Tomorrow we will be having a mosaic workshop here! A spring fling with pots and plates, hammers, tiles, cement and grout! Yeah!! Sandi, Annette, Mary Francis and Augusta will be here joining me for the excitement. This is good and we are going to grow and evolve and.....life is good for the Goddess. There is so much gratitude in my heart. So many times during the day I feel blessed. I feel blessed by the flowers and the sun and the warmth and by my chubby little big-breasted body that is doing so much better than it was last year this time. Psychologically my state of mind is so much healthier. I no longer suffer from the terror of falling back into the pit of tortures. I feel confident in the pain control that my meds are giving me and I no longer have fears about being left without meds and having to kill myself. Thank God!!! I think about last year this time and I see so clearly how much progress we have made.
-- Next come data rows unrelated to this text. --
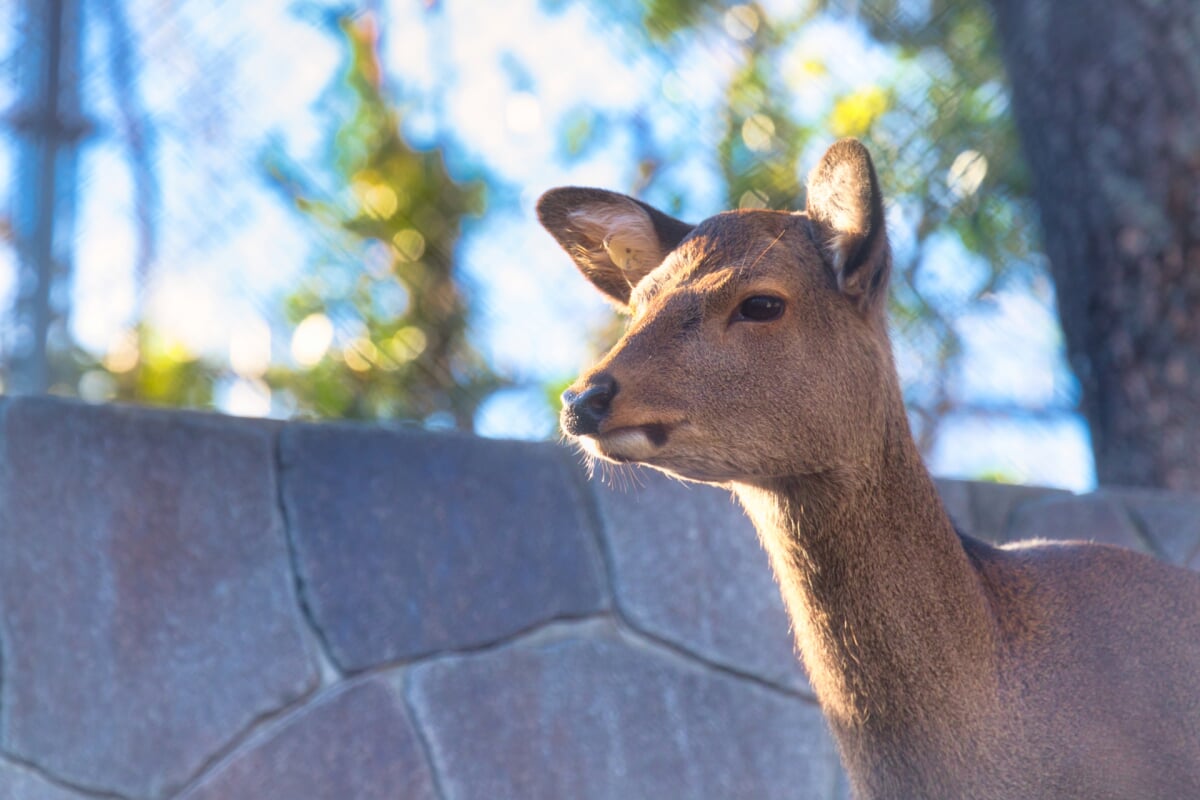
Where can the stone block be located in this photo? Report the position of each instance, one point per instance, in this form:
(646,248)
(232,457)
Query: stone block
(688,567)
(1169,519)
(21,783)
(1091,517)
(993,506)
(588,713)
(957,499)
(148,612)
(354,743)
(411,543)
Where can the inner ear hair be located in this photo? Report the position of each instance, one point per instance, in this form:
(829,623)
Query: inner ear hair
(845,210)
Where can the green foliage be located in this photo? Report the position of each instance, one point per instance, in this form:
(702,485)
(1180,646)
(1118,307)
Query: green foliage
(379,323)
(939,127)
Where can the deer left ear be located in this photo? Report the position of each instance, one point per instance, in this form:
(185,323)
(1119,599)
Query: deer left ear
(613,239)
(845,211)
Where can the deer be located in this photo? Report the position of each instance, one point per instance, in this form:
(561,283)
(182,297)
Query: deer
(756,358)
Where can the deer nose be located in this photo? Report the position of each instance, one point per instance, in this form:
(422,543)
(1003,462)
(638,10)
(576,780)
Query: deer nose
(585,410)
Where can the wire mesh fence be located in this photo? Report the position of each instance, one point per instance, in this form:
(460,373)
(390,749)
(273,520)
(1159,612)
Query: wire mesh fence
(319,209)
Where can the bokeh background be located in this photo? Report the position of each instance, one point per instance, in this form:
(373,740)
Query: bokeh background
(289,208)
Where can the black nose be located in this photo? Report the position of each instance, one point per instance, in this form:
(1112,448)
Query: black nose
(583,411)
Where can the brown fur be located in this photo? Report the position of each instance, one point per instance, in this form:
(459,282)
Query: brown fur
(947,668)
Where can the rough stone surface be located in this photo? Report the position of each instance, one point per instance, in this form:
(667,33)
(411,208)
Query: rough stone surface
(957,500)
(1095,518)
(147,607)
(586,713)
(409,543)
(993,506)
(354,744)
(688,567)
(19,783)
(1170,519)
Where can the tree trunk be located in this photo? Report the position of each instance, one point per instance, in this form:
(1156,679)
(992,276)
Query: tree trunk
(1107,97)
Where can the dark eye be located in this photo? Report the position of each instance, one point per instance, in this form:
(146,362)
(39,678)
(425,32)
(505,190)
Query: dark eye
(761,308)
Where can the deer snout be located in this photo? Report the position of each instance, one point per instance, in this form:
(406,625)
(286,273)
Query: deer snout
(586,409)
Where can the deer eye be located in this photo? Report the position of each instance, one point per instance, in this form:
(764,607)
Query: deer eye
(761,308)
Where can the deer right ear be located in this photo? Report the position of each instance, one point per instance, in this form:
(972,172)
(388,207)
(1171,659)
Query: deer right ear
(845,210)
(613,239)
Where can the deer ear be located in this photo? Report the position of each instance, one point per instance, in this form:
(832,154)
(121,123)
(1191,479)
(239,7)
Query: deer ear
(845,211)
(613,239)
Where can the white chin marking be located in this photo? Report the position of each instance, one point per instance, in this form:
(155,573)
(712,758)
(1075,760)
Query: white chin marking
(630,444)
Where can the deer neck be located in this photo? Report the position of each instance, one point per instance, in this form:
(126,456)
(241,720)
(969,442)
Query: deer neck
(888,613)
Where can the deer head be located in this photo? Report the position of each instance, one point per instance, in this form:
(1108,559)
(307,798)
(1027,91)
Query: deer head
(756,347)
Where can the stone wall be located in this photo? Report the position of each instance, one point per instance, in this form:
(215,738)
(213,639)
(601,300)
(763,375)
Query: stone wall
(205,608)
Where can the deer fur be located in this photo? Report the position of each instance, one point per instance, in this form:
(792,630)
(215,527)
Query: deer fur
(946,667)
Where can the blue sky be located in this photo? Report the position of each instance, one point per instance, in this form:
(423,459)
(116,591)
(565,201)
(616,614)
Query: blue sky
(503,78)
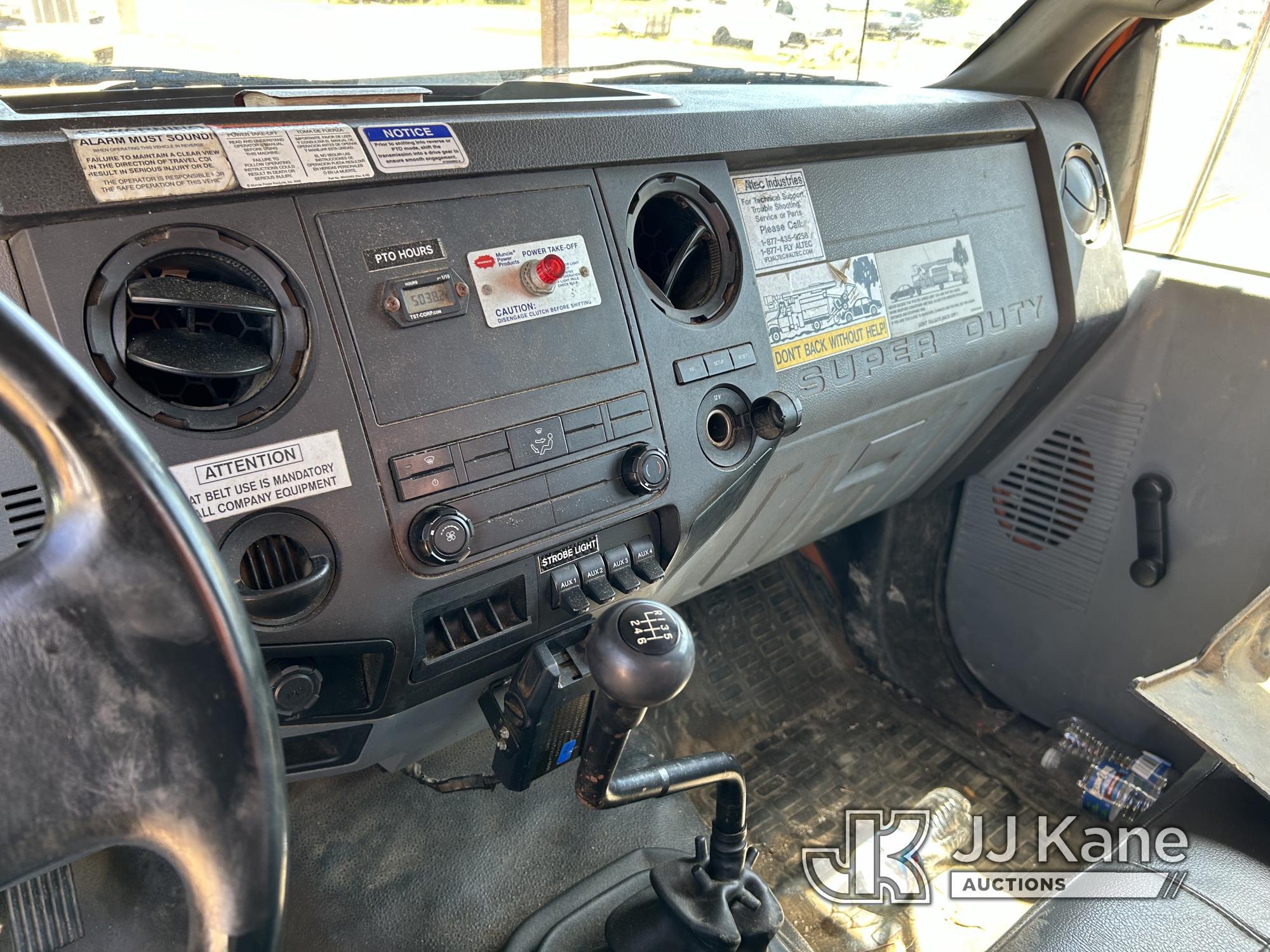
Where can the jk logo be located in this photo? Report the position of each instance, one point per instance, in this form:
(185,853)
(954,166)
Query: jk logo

The we is my body, my soul and my mind because really all of us have to be taken care of and all of us have worked so hard together to reach healing and wholeness again. It is true, it is not just a dream that we can be whole while we struggle with chronic pain or illness. I am whole. My spirit compensates for whatever my body struggles with. Lately I have been feeling lucky to be feeling so much gratitude. I know where I could be and I feel lucky for not being there anymore. I feel lucky for knowing and valuing life so profoundly. I see and recognize each flower. I feel the flowers in my soul. I take this Spring as the deepest of blessings. There is so much of life streaming in my veins, pumping through my heart and my creativity like the spring is blooming. The bulbs that I planted last year will soon enchant us with their beauty. I have seen a few cats outside. I miss cats. The sun on my face. The ability to walk. The ability to feel joy, to feel beauty, gratitude.....it is like waterfalls through my soul.

Thank you Life.

Thank you Life.

Thank you Spring Goddess for blessing me.

Thank you. Who, what do I thank for being given another chance at life???

Too many of my brothers and sisters are still where I was.

I never forget them. I never forget the pit that I came out of. I bask in life. 24/7 genital pain is basking in life! If this is not wholeness then what is?